The main maternal health strategy in the Millennium Development Goal era was to try to ensure that all births took place with a skilled attendant. And this normally means in a health facility rather than having births taking place at home, particularly at home unattended or attended by an unskilled person. If we’re in health facilities, the focus should be on all births, most of which will be uncomplicated. And here we need efforts to support normality and to avoid disrespect and abuse and over-intervention. We also need to make sure that facilities have an enabling environment so that they can function but also provide the key signal functions for both routine care and emergency care if needed.
When we’re in facilities, we have some important questions. Are the providers really skilled? Have they actually been trained to do the things they need to do? Do facilities have the supplies, drugs, and equipment they need to provide care? Or are facilities overcrowded and under-staffed and without the right equipment? Are staffing levels sufficient? Is care respectful, evidence-based, and safeguarding of normality? Is there over-medicalization? Does referral from one level to another work? And are the costs affordable to women and their families, or are they catastrophic?
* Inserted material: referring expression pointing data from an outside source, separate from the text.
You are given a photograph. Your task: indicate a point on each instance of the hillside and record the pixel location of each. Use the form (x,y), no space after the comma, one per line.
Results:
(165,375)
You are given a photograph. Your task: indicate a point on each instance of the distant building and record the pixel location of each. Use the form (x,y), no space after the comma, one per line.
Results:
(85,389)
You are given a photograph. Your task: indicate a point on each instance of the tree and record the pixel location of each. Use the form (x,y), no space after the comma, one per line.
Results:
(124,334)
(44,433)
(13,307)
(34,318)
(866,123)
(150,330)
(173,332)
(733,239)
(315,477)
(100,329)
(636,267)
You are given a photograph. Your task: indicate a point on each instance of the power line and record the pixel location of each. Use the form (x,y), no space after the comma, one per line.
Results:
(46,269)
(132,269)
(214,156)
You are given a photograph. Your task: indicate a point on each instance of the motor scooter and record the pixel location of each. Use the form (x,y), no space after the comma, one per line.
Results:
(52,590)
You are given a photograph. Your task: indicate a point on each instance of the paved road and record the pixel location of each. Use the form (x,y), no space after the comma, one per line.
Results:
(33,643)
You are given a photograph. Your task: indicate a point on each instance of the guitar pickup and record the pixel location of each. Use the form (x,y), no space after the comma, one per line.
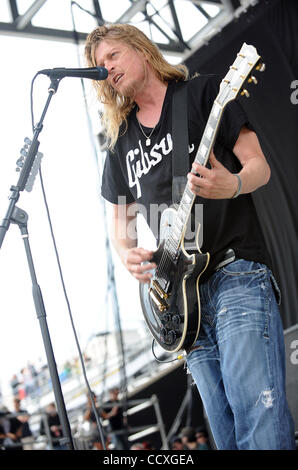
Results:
(159,302)
(159,290)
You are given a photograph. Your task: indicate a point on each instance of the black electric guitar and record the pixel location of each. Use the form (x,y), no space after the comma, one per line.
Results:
(171,303)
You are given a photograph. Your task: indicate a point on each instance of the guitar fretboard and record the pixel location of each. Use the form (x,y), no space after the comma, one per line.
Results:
(178,229)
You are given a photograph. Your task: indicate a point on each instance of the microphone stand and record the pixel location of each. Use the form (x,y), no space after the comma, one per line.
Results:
(18,216)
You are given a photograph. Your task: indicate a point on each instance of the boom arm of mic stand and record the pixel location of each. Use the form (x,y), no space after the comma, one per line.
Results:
(21,184)
(18,216)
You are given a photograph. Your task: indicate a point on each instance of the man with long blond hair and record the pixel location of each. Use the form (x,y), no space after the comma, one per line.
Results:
(238,359)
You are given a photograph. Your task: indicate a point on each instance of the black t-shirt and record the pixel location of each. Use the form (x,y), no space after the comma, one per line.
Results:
(141,173)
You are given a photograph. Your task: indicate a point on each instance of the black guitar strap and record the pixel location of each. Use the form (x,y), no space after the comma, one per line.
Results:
(180,161)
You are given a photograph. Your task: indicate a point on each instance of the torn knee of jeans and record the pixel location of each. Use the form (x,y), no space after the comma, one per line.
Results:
(222,311)
(266,398)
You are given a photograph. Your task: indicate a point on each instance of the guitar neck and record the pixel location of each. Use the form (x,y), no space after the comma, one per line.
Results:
(188,198)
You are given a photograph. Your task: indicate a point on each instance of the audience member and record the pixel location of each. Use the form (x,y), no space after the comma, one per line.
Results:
(10,431)
(89,416)
(114,414)
(23,417)
(188,437)
(176,443)
(55,428)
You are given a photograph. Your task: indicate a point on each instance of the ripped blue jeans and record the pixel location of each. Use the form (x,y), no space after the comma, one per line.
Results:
(238,361)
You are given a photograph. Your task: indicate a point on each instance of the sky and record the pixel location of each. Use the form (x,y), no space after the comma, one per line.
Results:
(72,183)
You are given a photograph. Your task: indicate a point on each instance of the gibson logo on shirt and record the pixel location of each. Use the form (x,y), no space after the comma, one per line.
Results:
(140,162)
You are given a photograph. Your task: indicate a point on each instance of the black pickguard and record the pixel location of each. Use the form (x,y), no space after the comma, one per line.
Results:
(177,326)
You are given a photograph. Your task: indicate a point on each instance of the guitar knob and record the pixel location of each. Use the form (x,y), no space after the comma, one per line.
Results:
(177,320)
(245,93)
(167,337)
(171,337)
(166,318)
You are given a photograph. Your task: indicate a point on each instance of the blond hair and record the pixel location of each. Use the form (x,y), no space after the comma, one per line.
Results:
(116,106)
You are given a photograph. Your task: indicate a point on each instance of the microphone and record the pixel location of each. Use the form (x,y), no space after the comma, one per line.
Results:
(95,73)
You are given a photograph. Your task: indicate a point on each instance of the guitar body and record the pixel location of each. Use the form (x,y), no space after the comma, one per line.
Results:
(171,302)
(173,313)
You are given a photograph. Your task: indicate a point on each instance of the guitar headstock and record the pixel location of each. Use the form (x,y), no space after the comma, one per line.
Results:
(241,72)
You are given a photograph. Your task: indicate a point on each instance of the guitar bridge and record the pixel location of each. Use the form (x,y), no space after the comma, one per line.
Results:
(159,290)
(159,302)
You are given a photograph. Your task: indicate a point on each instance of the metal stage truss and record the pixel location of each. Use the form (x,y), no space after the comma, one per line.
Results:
(167,22)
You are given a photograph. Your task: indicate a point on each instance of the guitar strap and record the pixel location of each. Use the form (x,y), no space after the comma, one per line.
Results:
(180,161)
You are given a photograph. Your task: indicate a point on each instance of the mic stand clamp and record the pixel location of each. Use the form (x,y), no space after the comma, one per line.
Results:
(20,217)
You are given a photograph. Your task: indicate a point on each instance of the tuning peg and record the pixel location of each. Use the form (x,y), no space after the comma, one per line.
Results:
(252,79)
(261,67)
(245,93)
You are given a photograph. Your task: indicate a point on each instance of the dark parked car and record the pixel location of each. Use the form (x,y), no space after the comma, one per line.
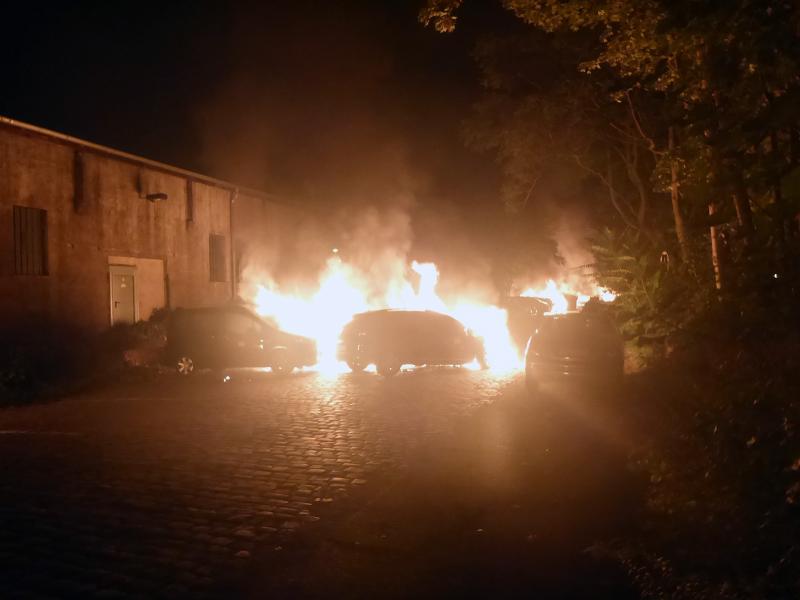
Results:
(232,337)
(393,338)
(581,347)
In summary, the best bet strategy needs to focus on monitoring women and their babies during labour and for 24 hours postpartum. Safety and primary prevention are key. But also, we need early detection and basic management of problems and treatment if it can be provided or referral elsewhere for emergency care. To support this best bet strategy, we need other strategies and approaches. And these include community participation and accountability, leadership and governance, health information systems, quality assurance systems, financing, and human resource training, deployment, retention, renumeration, motivation, and task-shifting.